|I know. I know! This is way bigger than the original and is thus pixellating a bit. But after I had tried embiggening it I thought it resembled nothing so much as a Turner painting, and so I couldn't resist leaving it this way.|
The most important finding was obtained in the “Cyclops” cave, where a systematic research has taken place. Part of a human sculpt of a female person aged 65-70 years-old intrigued the archaeologists who were surprised by her age, given that the average life expectancy was much lower.That's right. No mention in the article of how they estimated the subject's age, much less any reference to the age of the archaeological sites. Still, you have to admit that a cave named after the Cyclops has got to be pretty kewl.
Bonus treat, if you're visiting soon [in real time] after I post this, you might still catch a couple of program notes toward the bottom of the greekreporter.com's web page.
I especially like the story about the Cretan 'Mammoths' [and no, I don't mean intellectually challenged pachyderms]. True, they're the same genus as the hairy behemoths they conjured up in Quest for fire, however I can't stop smiling about the oxymoron that resulted when the English connotation was lost [obviously, I think] in translation.

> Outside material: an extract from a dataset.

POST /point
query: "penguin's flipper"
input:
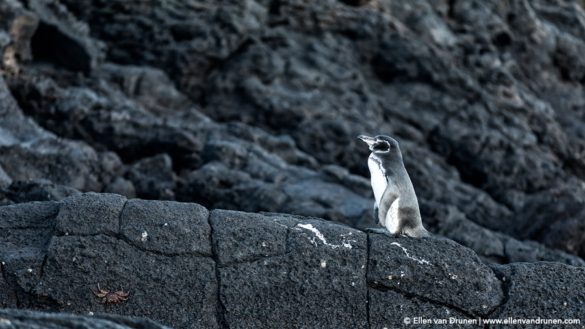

Seriously. Think about it. A dwarf mammoth?
|It's worth clicking here to see a very informative article |
[written for grown-ups] about this Dumbo-sized creature.
Still thinking about how to put Paul Pettitt's latest pettifoggery to rest, and how best to approach the latest mind-bending contradictions I've found in the Wonderwerk Cave saga [see here, here, here and here]. [Maybe it's only a saga to me. But even if it's not all that dramatic, at least when it's over and done with the whole edifice of million year old shrimp on the barbie will be sagging a bit under the strain of reality.]